Senior System Design Interview: Identity Verification System

This is a real senior-level system design interview walkthrough. Each section is a follow-up question an interviewer might ask — answered at staff/lead level. Read it like a conversation.

The Opening Question

"Design a system for identity verification with high read traffic. How would you approach this?"

What the interviewer is really asking

They want to see if you understand:

System design — service separation, API design
Data modeling — schemas, consistency
Scalability — caching, indexing, read replicas
Compliance awareness — auditability, traceability

Strong answer

I would start by separating the system into a dedicated Verification Service responsible for handling identity validation, storing verification results, and exposing APIs for other parts of the system.

For the data layer, I would use a relational database (PostgreSQL) to store structured verification data — user identity attributes, verification states, timestamps, and audit logs. Given the compliance-heavy domain, data integrity and traceability are non-negotiable.

Since the system will have high read traffic (checking if a user is verified), I would optimize for reads by:

Introducing Redis caching for frequently accessed verification status and profile summaries
Structuring the data model to separate write-heavy and read-heavy workloads — normalized schema for writes, denormalized views for reads
Adding read replicas for larger scale

I would expose the verification service via a well-defined API layer, and introduce asynchronous processing (message queues) for document verification workflows or external API calls.

Bonus line: "I would also consider event-driven architecture for tracking verification changes and ensuring consistency across services."

Follow-up: Database Schema for Auditability

"What table structures and indexing strategies would you consider essential?"

Strong answer

I would design the schema to separate operational data from audit data.

Primary table (verification_records) — current state only:

SQL

CREATE TABLE verification_records (
  id               uuid PRIMARY KEY DEFAULT gen_random_uuid(),
  user_id          text NOT NULL,
  status           text NOT NULL, -- PENDING | IN_PROGRESS | VERIFIED | REJECTED
  version          int NOT NULL DEFAULT 1,
  updated_at       timestamptz DEFAULT now()
);

Append-only audit table (verification_audit_log):

SQL

CREATE TABLE verification_audit_log (
  id           uuid PRIMARY KEY DEFAULT gen_random_uuid(),
  entity_id    text NOT NULL,
  action       text NOT NULL, -- created | updated | verified | rejected
  performed_by text NOT NULL,
  previous_val jsonb,
  new_val      jsonb,
  created_at   timestamptz DEFAULT now()
);

Read model (user_verification_summary) — for fast lookups:

SQL

CREATE TABLE user_verification_summary (
  user_id            text PRIMARY KEY,
  verification_status text NOT NULL,
  last_verified_at   timestamptz
);

Indexing strategy:

SQL

-- Operational queries
CREATE INDEX idx_verifications_user ON verification_records(user_id);
CREATE INDEX idx_verifications_status ON verification_records(user_id, status);

-- Audit history
CREATE INDEX idx_audit_entity_time ON verification_audit_log(entity_id, created_at DESC);

For very large audit logs, use table partitioning by date to keep queries fast.

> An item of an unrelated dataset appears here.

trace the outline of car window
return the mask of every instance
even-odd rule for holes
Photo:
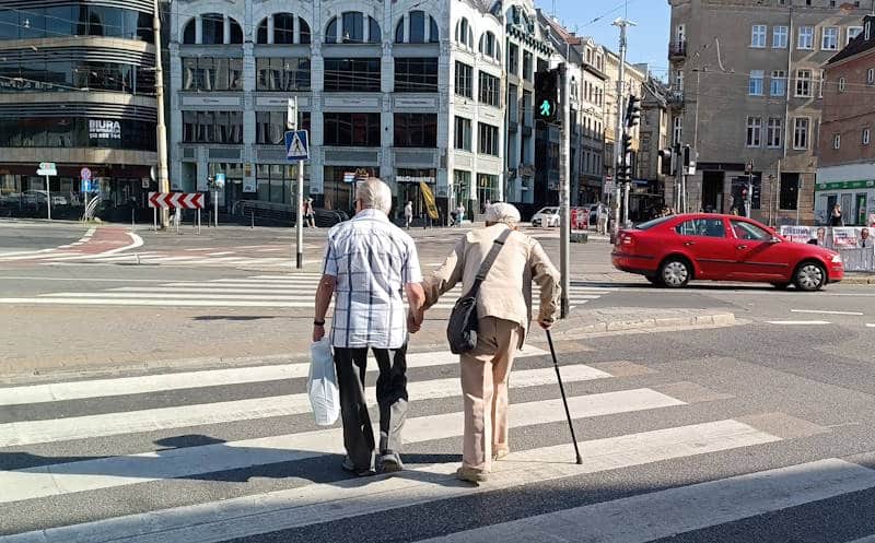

Follow-up: Redis Caching Strategy

"How would you integrate Redis to balance low-latency reads with auditable, consistent data?"

Strong answer

Redis acts as a read-optimization layer only — the relational database remains the single source of truth for all writes and audit data.

Write flow (consistency first):

Request → Backend
Write to PostgreSQL (source of truth)
Persist audit log (append-only)
Invalidate or update cache

Cache strategy — cache-aside (lazy loading):

On read: check Redis → cache miss → fetch from DB → store in Redis
On write: update DB → invalidate relevant cache key

Cache invalidation:

Option A — invalidate on write (most common): After any update, delete the affected key. Next read repopulates from DB.

Option B — update cache directly: For simple fields (e.g., status), update Redis immediately after DB write.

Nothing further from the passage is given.